The government is committed to giving patients greater choice and control over how they receive their healthcare, and to empowering patients to shape and manage their own health and care.

When CCGs were replaced by ICBs, NHS England assumed the responsibility for the oversight of existing patient choice requirements – and although in the vast majority of cases patient choice is exercised by choosing between NHS providers, patient choice also includes access to some private hospitals for treatment as long as this is at no greater cost to the NHS. (This is in addition to the provision of primary care, which is, in most cases, independent businesses whose services are contracted by NHS commissioners to provide generalist medical services in a geographical or population area.)

It is intended that the patient choice provisions in the 'National Health Service Commissioning Board and Clinical Commissioning Groups (Responsibilities and Standing Rules) Regulations 2012' will be amended, and new guidance will be issued shortly. In the interim, existing choice regulations will continue to have effect.

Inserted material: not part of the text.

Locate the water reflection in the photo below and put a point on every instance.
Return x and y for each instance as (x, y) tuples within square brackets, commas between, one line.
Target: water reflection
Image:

Currently, when awarding contracts for healthcare services, NHS England and ICBs are required to comply with both the NHS (Procurement, Patient Choice and Competition) (No.2) Regulations 2013 and, where the contract is valued at £663,540 or above, the Public Contracts Regulations 2015. Until a new NHS Provider Selection Regime is put onto statutory footing, the Current NHS Procurement Regime applies.

The NHS Provider Selection Regime (PSR) will be a new set of rules for arranging healthcare services in England. This aims to give decision-makers such as ICBs a more flexible process for deciding who should provide healthcare services, to make it easier to integrate services and enhance collaboration, and to remove the bureaucracy and cost associated with the current rules.

The PSR is intended to fit with the integrated, collaborative approach to healthcare commissioning being established in the 2022 Health and Care Act by providing a decision-making process that makes space for collaboration to happen and that ensures all decisions about how healthcare is arranged are made transparently and fairly, and in the best interests of patients, taxpayers, and the population. This new regime is not expected to be in use in time for the 2023/2024 NHS contracting round, but we expect more clarity on timeframes for implementation from Government to be published shortly.